Instead of keeping the door open all the time, close the door and make a small hole for him to be able to fit through because the winds will make him more cold. 
I personally would not want my bunnies outside in such cold weather, i know buns can handle the cold more than the heat but IMO i think that is too cold.


----------



## lagomorph (Jan 26, 2013)

1357bunnylover said:


> Instead of keeping the door open all the time, close the door and make a small hole for him to be able to fit through because the winds will make him more cold.
> I personally would not want my bunnies outside in such cold weather, i know buns can handle the cold more than the heat but IMO i think that is too cold.



Thanks - the "door" to the shed that I mentioned in my first post is just a little door that he can fit through, not a big human sized door. I do keep the people door closed, so it is not drafty. We have a thermometer in the shed, and it's a few degrees warmer in there than outside.

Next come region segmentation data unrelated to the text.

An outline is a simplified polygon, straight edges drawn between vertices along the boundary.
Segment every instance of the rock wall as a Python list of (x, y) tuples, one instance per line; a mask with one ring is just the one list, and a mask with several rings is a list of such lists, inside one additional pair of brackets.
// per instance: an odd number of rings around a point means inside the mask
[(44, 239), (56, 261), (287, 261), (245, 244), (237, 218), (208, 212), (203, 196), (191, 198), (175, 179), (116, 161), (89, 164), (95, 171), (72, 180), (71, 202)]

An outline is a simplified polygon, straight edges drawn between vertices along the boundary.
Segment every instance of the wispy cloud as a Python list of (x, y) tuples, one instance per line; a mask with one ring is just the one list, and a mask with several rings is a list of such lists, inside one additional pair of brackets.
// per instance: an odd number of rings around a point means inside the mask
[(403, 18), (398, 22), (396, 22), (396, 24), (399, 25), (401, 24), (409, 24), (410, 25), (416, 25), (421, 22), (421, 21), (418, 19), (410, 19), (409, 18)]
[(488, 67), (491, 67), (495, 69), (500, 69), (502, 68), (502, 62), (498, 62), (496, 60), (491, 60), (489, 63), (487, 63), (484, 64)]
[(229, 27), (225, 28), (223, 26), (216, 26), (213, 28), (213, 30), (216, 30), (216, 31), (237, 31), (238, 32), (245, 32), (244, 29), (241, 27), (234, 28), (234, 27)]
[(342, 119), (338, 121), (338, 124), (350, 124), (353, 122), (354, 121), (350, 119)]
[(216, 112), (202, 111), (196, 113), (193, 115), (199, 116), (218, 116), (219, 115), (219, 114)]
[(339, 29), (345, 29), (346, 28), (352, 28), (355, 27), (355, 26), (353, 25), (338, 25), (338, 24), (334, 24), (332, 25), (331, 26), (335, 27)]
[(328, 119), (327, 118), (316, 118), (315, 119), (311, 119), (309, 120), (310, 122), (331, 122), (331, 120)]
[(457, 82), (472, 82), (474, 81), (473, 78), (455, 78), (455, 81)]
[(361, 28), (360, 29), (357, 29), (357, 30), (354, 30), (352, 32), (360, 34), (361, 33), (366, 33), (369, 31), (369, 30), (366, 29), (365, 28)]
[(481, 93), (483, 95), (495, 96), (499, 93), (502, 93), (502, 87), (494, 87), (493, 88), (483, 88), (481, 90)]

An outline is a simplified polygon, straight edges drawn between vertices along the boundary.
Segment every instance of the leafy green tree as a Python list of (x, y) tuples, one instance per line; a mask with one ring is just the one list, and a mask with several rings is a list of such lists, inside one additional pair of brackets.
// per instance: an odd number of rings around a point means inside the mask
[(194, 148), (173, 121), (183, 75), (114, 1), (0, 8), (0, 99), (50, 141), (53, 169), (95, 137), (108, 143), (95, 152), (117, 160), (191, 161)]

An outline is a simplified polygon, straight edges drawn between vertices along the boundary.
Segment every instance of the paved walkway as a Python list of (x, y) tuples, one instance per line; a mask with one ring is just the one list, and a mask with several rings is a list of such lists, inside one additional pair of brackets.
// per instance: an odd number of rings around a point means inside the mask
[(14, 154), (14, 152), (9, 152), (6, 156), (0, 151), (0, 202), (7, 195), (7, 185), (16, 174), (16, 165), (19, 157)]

Also, I have been reading about underground burrows and learned that the burrow temperature in winter is usually warmer than the daytime temperature, and only drops a few degrees at night, even if the above ground temp drops a lot a night. The deeper the burrow, the warmer it is, and his is pretty deep. So he seems to be doing what's right for himself: spending most of night in burrow and most of day in the sun above ground. And he looks great - pretty active during day, and always eager when we bring him a treat.

I do like the suggestion someone made about giving him a box filled with hay to tunnel into, and I might do that, but from what I have read, the burrow is probably warmer.


----------